Awesome
QUPS: Quick Ultrasound Processing & Simulation
Description
QUPS (pronounced "CUPS") is an abstract, lightweight, readable tool for prototyping pulse-echo ultrasound systems and algorithms. It provides a flexible, high-level representation of transducers, pulse sequences, imaging regions, and scattering media as well as hardware accelerated implementations of common signal processing functions for pulse-echo ultrasound systems. QUPS can interface with multiple other Ultrasound acquisition, simulation and processing tools including Verasonics, k-Wave, MUST, FieldII and USTB.
This package can readily be used to develop new transducer array designs by specifying element positions and orientations or develop new pulse sequence designs by specifying waveforms, element delays, and element weights (apodization). Simulating the received echoes (channel data) is supported for any valid UltrasoundSystem. Define custom properties or overload the built-in classes to create new types.
Features
-
Flexible:
- 3D space implementation
- Transducers: Arbitrary transducer positions and orientations
- Sequences: Arbitrary transmit waveform, delays, and apodization
- Scans (Image Domain): Arbitrary pixel locations and beamforming apodization
-
Performant:
- Beamform a 1024 x 1024 image for 256 x 256 transmits/receives in < 2 seconds (RTX 3070)
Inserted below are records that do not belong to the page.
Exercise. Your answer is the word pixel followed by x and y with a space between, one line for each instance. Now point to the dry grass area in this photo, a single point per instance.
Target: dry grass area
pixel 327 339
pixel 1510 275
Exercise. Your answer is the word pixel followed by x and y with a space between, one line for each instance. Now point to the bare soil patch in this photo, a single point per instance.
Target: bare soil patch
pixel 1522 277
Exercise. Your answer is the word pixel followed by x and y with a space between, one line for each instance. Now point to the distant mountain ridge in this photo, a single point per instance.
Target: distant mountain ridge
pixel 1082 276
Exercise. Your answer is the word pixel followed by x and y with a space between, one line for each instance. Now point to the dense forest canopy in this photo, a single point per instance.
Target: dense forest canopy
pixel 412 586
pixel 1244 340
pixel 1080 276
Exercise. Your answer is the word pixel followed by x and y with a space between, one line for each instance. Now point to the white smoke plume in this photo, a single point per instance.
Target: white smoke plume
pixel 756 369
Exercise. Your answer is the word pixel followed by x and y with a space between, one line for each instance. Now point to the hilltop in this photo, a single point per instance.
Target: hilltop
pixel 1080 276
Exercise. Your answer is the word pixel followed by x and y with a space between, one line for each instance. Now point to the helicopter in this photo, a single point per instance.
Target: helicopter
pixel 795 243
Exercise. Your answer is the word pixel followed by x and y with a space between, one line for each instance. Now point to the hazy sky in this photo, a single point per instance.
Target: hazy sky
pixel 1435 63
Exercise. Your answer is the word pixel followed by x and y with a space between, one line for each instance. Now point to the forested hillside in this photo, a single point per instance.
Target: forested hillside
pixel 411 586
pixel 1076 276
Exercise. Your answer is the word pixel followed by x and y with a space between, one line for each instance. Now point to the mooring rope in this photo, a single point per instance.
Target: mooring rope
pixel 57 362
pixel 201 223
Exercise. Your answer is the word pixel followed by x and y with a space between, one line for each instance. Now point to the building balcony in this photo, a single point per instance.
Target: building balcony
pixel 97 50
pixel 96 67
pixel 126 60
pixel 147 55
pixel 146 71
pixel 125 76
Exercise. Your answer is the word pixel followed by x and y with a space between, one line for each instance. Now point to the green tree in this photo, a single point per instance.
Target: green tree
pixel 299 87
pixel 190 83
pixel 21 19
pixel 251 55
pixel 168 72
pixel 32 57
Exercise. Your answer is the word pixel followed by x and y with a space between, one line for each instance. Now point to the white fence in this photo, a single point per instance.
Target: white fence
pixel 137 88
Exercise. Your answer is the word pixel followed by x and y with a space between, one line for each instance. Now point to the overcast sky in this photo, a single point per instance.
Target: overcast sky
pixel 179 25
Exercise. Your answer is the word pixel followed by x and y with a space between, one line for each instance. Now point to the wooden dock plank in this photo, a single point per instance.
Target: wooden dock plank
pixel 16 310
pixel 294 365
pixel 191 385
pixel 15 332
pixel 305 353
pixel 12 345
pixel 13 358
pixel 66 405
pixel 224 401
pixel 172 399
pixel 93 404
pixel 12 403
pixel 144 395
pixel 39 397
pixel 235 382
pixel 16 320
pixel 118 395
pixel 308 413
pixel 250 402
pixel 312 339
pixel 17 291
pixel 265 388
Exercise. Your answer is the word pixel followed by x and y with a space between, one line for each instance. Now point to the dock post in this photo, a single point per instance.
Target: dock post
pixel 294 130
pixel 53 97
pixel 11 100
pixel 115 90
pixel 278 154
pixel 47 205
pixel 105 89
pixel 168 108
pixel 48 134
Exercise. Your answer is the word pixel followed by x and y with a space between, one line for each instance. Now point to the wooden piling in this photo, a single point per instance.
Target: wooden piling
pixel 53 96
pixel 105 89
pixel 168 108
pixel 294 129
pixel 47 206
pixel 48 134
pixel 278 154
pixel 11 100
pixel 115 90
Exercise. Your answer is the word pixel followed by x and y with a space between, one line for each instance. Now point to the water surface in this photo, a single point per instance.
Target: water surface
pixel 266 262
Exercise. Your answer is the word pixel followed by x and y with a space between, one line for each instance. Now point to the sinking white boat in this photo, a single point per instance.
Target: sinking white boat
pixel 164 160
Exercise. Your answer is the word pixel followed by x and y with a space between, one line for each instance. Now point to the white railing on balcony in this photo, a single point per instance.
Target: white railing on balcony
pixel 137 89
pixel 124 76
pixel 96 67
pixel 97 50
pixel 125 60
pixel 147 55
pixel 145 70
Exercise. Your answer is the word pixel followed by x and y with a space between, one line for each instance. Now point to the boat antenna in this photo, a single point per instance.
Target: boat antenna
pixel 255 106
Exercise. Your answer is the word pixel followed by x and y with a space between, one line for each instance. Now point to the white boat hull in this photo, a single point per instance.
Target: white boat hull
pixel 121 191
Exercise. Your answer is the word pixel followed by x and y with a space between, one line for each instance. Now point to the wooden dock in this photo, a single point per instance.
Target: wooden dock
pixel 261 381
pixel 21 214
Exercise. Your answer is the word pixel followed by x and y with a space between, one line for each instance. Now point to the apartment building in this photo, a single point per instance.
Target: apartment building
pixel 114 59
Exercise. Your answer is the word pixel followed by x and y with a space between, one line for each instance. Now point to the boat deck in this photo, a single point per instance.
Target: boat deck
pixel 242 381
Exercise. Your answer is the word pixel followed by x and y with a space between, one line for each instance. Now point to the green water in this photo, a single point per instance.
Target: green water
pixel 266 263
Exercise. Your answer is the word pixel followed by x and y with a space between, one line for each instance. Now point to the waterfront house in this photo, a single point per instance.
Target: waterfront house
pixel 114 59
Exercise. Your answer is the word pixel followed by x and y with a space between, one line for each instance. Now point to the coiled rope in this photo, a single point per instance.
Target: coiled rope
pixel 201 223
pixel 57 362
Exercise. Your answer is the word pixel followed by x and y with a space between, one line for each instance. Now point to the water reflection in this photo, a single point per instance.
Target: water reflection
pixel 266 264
- Hardware acceleration via CUDA (Nvidia) or OpenCL (AMD, Apple, Intel, Nvidia), or natively via the Parallel Computing Toolbox
- Memory efficient classes and methods such as separable beamforming delay and apodization ND-arrays minimize data storage and computational load
- Batch simulations locally via
parcluster
or scale to a cluster with the MATLAB Parallel Server (optional) toolbox.
-
Modular:
- Transducer, pulse sequence, pulse waveform, scan region etc. each defined separately
- Optionally overload classes to customize behaviour
- Easily compare sequence to sequence or transducer to transducer
- Simulate with MUST, FieldII, or k-Wave without redefining most parameters
- Export or import data between USTB or Verasonics data structures
-
Intuitive:
- Native MATLAB semantics with argument validation and tab auto-completion
- Overloaded
plot
andimagesc
functions for data visualization - Documentation via
help
anddoc
Installation
Prerequisites
QUPS requires the Signal Processing Toolbox and the Parallel Computing Toolbox to be installed.
MATLAB R2023b+ & git
Starting in MATLAB R2023b+, QUPS and most of it's extension packages can be installed from within MATLAB via buildtool if you have setup git for MATLAB.
- Install qups
gitclone("https://github.com/thorstone25/qups.git");
cd qups;
- (optional) Install and patch extension packages and compile mex and CUDA binaries (failures can be safely ignored)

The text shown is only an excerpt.